How long was what off? It was Jim now, talking to Thom. There must be more than one situation going on down below us. I continued listening, trying to make sense of it. That’s when I heard something that made me stop in my tracks. Thom used the word “she.”
She’s totally blind.
The Cuban Team, minus Juan, had gotten into Camp Four a long time ago. There was only one other she in the entire Global outfit.
One of the people in trouble down below was Doc.
Chapter Forty-Six
I picked up the pace to catch up with the others.
“What’s going on down there?” I asked Ang Dawa. “Is it Doc? Is Luke okay?”
“Luke’s not with us.”
“I know, but where is he? Is he okay?”
“I don’t know.”
“What about Doc?”
“She’s snow-blind.”
I’d heard correctly. Guilt struck me. When I’d given her a hug on the summit slope, she hadn’t been wearing her glacier goggles. I hadn’t been thinking clearly, or else I would have said something.
“She’s doing okay otherwise,” Ang Dawa said. “Dawa Lama’s walking with her.”

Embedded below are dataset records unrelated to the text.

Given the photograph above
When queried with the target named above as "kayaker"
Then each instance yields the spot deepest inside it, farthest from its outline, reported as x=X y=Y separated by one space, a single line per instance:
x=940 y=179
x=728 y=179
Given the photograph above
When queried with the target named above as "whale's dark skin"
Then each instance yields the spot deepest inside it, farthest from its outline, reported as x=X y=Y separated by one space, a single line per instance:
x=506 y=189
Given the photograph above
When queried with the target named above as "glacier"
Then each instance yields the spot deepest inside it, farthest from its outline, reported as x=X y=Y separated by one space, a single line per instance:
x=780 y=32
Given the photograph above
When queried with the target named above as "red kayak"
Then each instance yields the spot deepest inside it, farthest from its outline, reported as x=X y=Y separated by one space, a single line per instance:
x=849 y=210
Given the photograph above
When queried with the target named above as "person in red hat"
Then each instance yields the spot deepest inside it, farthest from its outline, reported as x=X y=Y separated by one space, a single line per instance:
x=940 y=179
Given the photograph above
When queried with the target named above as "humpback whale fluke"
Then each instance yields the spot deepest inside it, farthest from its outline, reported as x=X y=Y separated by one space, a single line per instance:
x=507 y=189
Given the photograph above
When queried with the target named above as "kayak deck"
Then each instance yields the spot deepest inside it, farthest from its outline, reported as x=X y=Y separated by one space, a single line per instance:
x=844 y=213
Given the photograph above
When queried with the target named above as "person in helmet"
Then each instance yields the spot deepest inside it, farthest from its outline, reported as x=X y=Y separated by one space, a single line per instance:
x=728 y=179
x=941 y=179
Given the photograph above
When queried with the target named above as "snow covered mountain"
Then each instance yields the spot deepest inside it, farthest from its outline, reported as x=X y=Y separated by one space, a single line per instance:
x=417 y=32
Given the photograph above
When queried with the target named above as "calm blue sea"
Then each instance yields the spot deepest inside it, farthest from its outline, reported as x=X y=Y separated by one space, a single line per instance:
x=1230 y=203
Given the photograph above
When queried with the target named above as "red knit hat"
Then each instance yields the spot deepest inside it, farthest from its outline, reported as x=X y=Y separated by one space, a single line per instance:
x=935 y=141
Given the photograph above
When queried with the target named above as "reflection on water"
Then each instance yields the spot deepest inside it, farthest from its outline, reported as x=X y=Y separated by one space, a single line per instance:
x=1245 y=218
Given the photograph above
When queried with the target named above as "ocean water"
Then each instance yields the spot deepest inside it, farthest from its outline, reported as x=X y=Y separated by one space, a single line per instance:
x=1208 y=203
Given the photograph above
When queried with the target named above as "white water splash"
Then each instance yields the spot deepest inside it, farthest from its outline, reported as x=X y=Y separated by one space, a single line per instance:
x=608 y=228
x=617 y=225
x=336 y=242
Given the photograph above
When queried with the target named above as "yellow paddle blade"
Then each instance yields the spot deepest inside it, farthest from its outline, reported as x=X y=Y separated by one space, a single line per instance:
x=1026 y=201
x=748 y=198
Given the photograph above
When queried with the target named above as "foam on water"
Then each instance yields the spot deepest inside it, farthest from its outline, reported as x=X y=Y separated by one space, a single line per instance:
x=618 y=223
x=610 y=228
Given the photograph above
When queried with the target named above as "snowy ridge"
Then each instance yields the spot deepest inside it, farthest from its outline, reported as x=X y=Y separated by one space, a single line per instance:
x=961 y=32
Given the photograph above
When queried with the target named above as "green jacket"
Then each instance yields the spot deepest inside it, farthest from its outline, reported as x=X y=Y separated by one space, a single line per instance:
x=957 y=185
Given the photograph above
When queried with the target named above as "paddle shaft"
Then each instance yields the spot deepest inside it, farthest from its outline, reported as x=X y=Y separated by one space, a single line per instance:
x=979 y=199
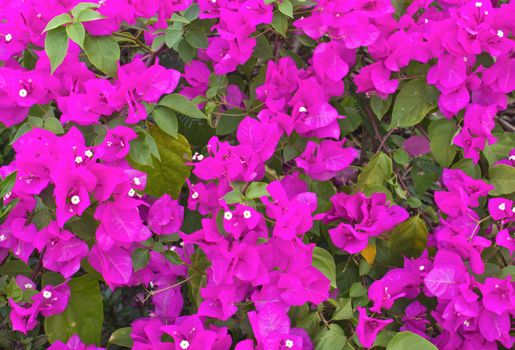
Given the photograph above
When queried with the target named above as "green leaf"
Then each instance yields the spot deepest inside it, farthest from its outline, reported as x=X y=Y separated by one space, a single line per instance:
x=196 y=38
x=140 y=258
x=89 y=15
x=286 y=7
x=380 y=106
x=324 y=262
x=343 y=310
x=173 y=257
x=166 y=119
x=7 y=184
x=280 y=23
x=173 y=35
x=409 y=341
x=169 y=174
x=121 y=337
x=441 y=133
x=182 y=105
x=15 y=267
x=408 y=238
x=80 y=7
x=378 y=170
x=83 y=316
x=56 y=46
x=256 y=190
x=76 y=33
x=54 y=125
x=58 y=21
x=501 y=149
x=502 y=176
x=103 y=52
x=186 y=51
x=330 y=339
x=412 y=104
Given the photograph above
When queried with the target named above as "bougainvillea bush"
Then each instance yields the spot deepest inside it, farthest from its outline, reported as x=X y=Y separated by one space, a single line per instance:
x=257 y=174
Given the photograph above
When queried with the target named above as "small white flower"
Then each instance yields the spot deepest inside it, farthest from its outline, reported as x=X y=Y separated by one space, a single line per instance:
x=23 y=93
x=75 y=199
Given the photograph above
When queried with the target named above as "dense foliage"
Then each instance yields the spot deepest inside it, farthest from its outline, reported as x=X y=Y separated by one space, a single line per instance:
x=257 y=174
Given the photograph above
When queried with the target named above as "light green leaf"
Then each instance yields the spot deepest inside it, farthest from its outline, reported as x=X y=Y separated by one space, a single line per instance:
x=343 y=310
x=502 y=176
x=286 y=7
x=181 y=104
x=76 y=33
x=412 y=104
x=58 y=21
x=330 y=339
x=324 y=262
x=166 y=119
x=7 y=184
x=441 y=133
x=173 y=35
x=380 y=106
x=378 y=170
x=80 y=7
x=409 y=341
x=89 y=15
x=56 y=46
x=83 y=316
x=256 y=190
x=122 y=337
x=169 y=174
x=196 y=38
x=103 y=52
x=140 y=258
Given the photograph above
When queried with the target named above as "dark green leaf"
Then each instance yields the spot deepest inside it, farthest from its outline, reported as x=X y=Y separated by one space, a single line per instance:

I relaxed. Doc was strong, and the snow blindness would likely be gone by morning. “What else is going on down there?”
“Juan’s feet,” Ang Dawa said. “Can’t walk.”
The blood from his blisters had probably frozen his feet solid inside his boots. Not being able to walk this high on the mountain was a really bad thing because he was still a long way above the highest altitude a helicopter could land, which is Camp Two.
The small group of us continued descending. The last of the light disappeared sometime before we reached the Balcony, and we turned on our headlamps. The winds were picking up, and the cloud bank that had been gradually rising from the valley all afternoon was upon us now, greatly reducing visibility. All we had left ahead of us was the steep descent of the Triangular Face, then the last bit of gentler slope before Camp Four. But at this pace, that was probably another three hours of walking on top of the eighteen hours we’d already been going today.
I kept thinking about the tent awaiting me at Camp Four. I could practically taste the warm tea on my dry lips and feel the cozy heat of my thick sleeping bag. Talking to Luke on the radio would be wonderful, too. I’d finally have relief from my gnawing unease about his health, and I’d find some way to secretly tell him I was coming to Washington so that he wouldn’t have to suffer any longer from thinking everything was over between us.
At last we saw the lights of Camp Four through the snow that had started falling. I practically collapsed with relief. But as we got closer, it was clear that the camp was in chaos. Several of our guides were caught up in the critical first steps to save Juan’s feet and more were responding to Johnsmith, who had passed out while drinking water. Furthermore, there had been conflicting reports of four people dead in a Camp Four tent from apparent carbon monoxide poisoning, and Thom and some of the Swedish guides were trying to locate them.